アリスズc


「ああ、腹が立つ腹が立つ…何助けあってんだ、お前たち?」

 木のジョッキを、机にゴツゴツぶつけながら、カラディが語気を荒くする。

「あいつは、貴族で政治家だぞ? 一般人なんか、所詮駒に過ぎないし、都合が悪くなったら見殺しどころか生贄にだってされるんだぞ?」

 椅子の下で暴れる足が、桃のすねを蹴った。

 黙って蹴り返す。

「あの人が立派な人だなんて、私も言いはしないけど、少なくとも何の肩書きも持たない人間の意見を、政治に反映出来る人よ。あなたの知る政治家が、どんな人間かは知らないけど、勝手にあてはめて言わないで」

 ヤイクは、母の知り合いだ。

 異国人であった母から、その知恵を得るために連れてこられた、貴族の子だったという。

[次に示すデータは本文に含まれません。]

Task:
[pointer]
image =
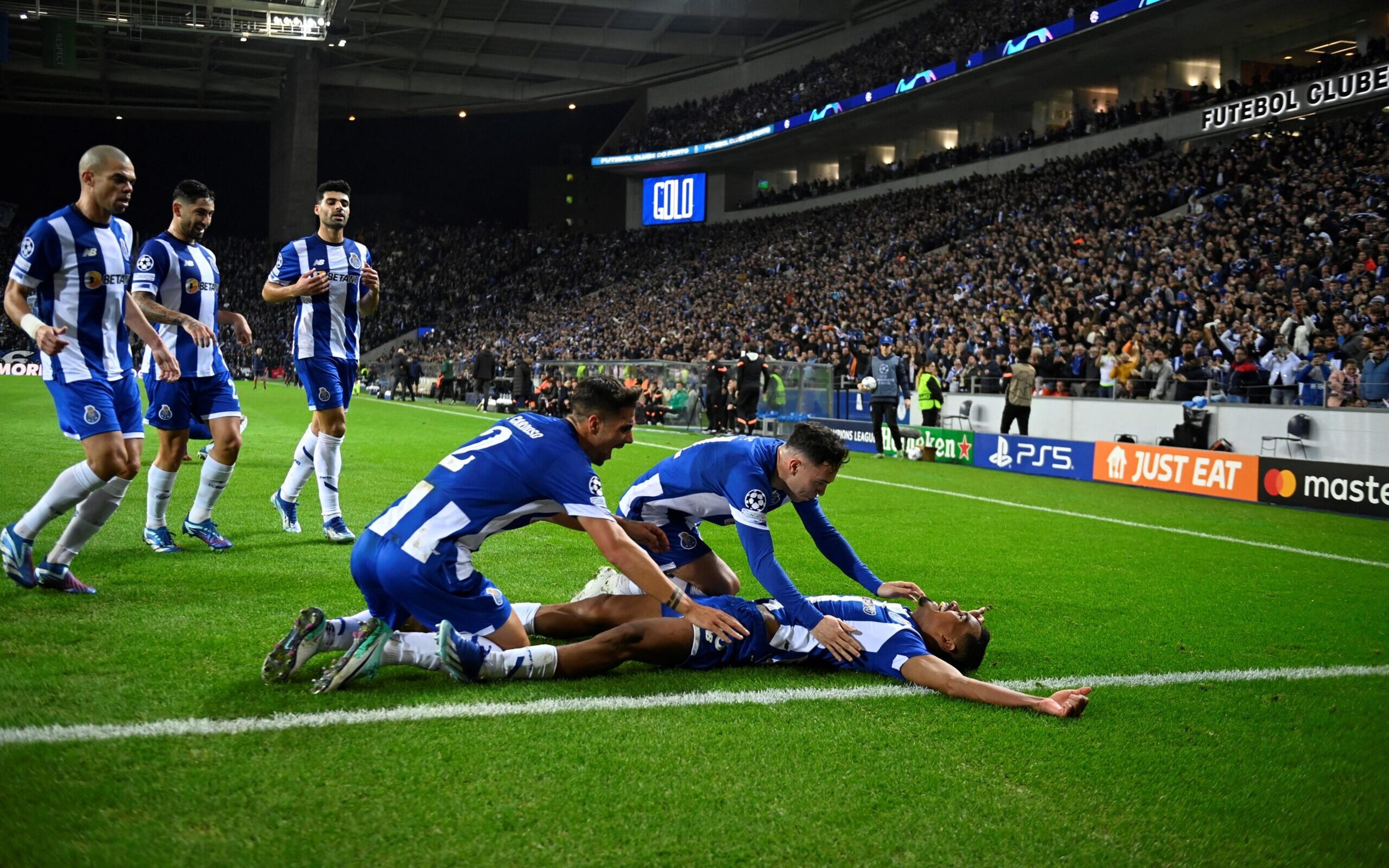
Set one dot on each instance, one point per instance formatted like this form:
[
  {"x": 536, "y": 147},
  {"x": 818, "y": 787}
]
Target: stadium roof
[{"x": 165, "y": 58}]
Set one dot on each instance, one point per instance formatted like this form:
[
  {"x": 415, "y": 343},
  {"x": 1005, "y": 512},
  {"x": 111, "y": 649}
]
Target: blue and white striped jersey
[
  {"x": 184, "y": 278},
  {"x": 730, "y": 481},
  {"x": 524, "y": 470},
  {"x": 885, "y": 630},
  {"x": 326, "y": 326},
  {"x": 80, "y": 273}
]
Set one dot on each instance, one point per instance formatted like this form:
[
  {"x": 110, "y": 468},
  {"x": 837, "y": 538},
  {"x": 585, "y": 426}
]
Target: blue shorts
[
  {"x": 687, "y": 545},
  {"x": 709, "y": 652},
  {"x": 398, "y": 587},
  {"x": 174, "y": 406},
  {"x": 327, "y": 381},
  {"x": 89, "y": 408}
]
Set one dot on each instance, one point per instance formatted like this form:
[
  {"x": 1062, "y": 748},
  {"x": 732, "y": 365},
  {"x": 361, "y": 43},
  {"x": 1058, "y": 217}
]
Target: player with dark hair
[
  {"x": 933, "y": 646},
  {"x": 751, "y": 375},
  {"x": 331, "y": 281},
  {"x": 77, "y": 264},
  {"x": 415, "y": 562},
  {"x": 738, "y": 481},
  {"x": 177, "y": 285}
]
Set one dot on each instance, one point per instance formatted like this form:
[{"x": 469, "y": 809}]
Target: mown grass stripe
[{"x": 774, "y": 696}]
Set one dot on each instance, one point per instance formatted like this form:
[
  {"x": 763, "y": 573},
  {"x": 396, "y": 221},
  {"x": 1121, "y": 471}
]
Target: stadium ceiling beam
[
  {"x": 152, "y": 78},
  {"x": 441, "y": 84},
  {"x": 595, "y": 74},
  {"x": 594, "y": 38},
  {"x": 800, "y": 10}
]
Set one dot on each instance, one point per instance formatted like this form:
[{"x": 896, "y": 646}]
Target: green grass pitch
[{"x": 1248, "y": 773}]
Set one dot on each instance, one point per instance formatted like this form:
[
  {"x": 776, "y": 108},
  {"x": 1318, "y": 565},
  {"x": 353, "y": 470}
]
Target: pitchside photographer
[{"x": 891, "y": 373}]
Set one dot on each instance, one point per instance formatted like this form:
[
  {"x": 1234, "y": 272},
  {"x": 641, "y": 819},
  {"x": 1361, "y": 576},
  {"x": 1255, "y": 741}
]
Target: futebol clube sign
[{"x": 1309, "y": 96}]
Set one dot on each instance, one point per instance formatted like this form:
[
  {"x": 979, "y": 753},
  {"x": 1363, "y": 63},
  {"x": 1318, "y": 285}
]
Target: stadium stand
[{"x": 1278, "y": 235}]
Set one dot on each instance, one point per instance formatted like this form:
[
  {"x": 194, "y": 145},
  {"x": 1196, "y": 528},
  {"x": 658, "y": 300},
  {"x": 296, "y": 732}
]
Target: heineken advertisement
[{"x": 952, "y": 446}]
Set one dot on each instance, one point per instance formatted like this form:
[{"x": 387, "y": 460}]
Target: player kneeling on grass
[
  {"x": 931, "y": 646},
  {"x": 415, "y": 562}
]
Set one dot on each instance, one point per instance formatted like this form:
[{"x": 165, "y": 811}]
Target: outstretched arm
[{"x": 930, "y": 671}]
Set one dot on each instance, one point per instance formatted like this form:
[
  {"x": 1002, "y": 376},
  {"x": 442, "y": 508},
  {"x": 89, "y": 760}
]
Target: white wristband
[{"x": 31, "y": 326}]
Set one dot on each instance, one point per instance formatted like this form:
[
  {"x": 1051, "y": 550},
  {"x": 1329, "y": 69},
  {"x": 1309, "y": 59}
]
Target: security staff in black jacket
[
  {"x": 752, "y": 374},
  {"x": 716, "y": 381},
  {"x": 891, "y": 373}
]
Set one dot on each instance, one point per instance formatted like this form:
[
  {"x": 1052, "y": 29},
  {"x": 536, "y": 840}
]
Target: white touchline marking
[
  {"x": 1067, "y": 513},
  {"x": 774, "y": 696}
]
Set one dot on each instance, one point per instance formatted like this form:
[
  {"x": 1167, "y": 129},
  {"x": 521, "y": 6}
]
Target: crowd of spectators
[
  {"x": 1085, "y": 122},
  {"x": 1280, "y": 259},
  {"x": 949, "y": 31}
]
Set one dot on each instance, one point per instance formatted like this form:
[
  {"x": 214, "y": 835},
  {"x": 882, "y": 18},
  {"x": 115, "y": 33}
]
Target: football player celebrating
[
  {"x": 738, "y": 481},
  {"x": 415, "y": 562},
  {"x": 331, "y": 281},
  {"x": 177, "y": 285},
  {"x": 931, "y": 646},
  {"x": 77, "y": 261}
]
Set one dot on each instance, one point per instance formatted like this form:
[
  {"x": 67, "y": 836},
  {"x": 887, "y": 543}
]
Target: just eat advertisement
[{"x": 1191, "y": 471}]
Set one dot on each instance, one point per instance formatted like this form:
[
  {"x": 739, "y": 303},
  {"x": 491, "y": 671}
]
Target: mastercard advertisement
[{"x": 1324, "y": 485}]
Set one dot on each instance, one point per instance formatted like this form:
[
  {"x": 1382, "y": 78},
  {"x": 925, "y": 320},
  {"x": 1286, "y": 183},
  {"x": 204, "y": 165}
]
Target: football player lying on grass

 お互い、まったく違う性質の二人だったが、それぞれの仕事をこなし、この国をより良く変えたのだ。

 彼の否定は、母の否定でもある。

 桃は、それだけは許さなかった。

「お前に、異国人の気持ちが分かるか」

 それが最後の砦とばかりに、ついにカラディが線を踏み越えた。

 自ら、初めて認めた言葉。

 桃は、飲んでもいないジュースのジョッキで、どんと机を叩いた。

「私は、その異国人とやらの子よ」

 一瞬ジョッキから跳ねる、赤紫の液体。

 時が。

 ジョッキから浮いた液体が、空中にある間。

 時が、止まった気がした。

 カラディが信じられない目で、桃を見ている。

「この山本桃、身体に流れる血の半分は、日本国のものよ」

 てやんでぃ、べらぼうめ!

 何故か頭の中に、聞いたことのない響きがよぎった気がした。

 きった大見得の向こうで。

 カラディが、呆然としている。

「おとぎ…話じゃなかったのか。神殿がでっちあげた、太陽妃の…ニホントウなんて、適当な名前をつけられた新しい刀の宣伝をしてるわけじゃ…」

 混乱の言葉の中、桃は彼の目に同種のものを見る色を見出した。

 日本なんて国を、本当に信じていたわけではないというのに。

 会いたかったと。

 言われた。

 気がした。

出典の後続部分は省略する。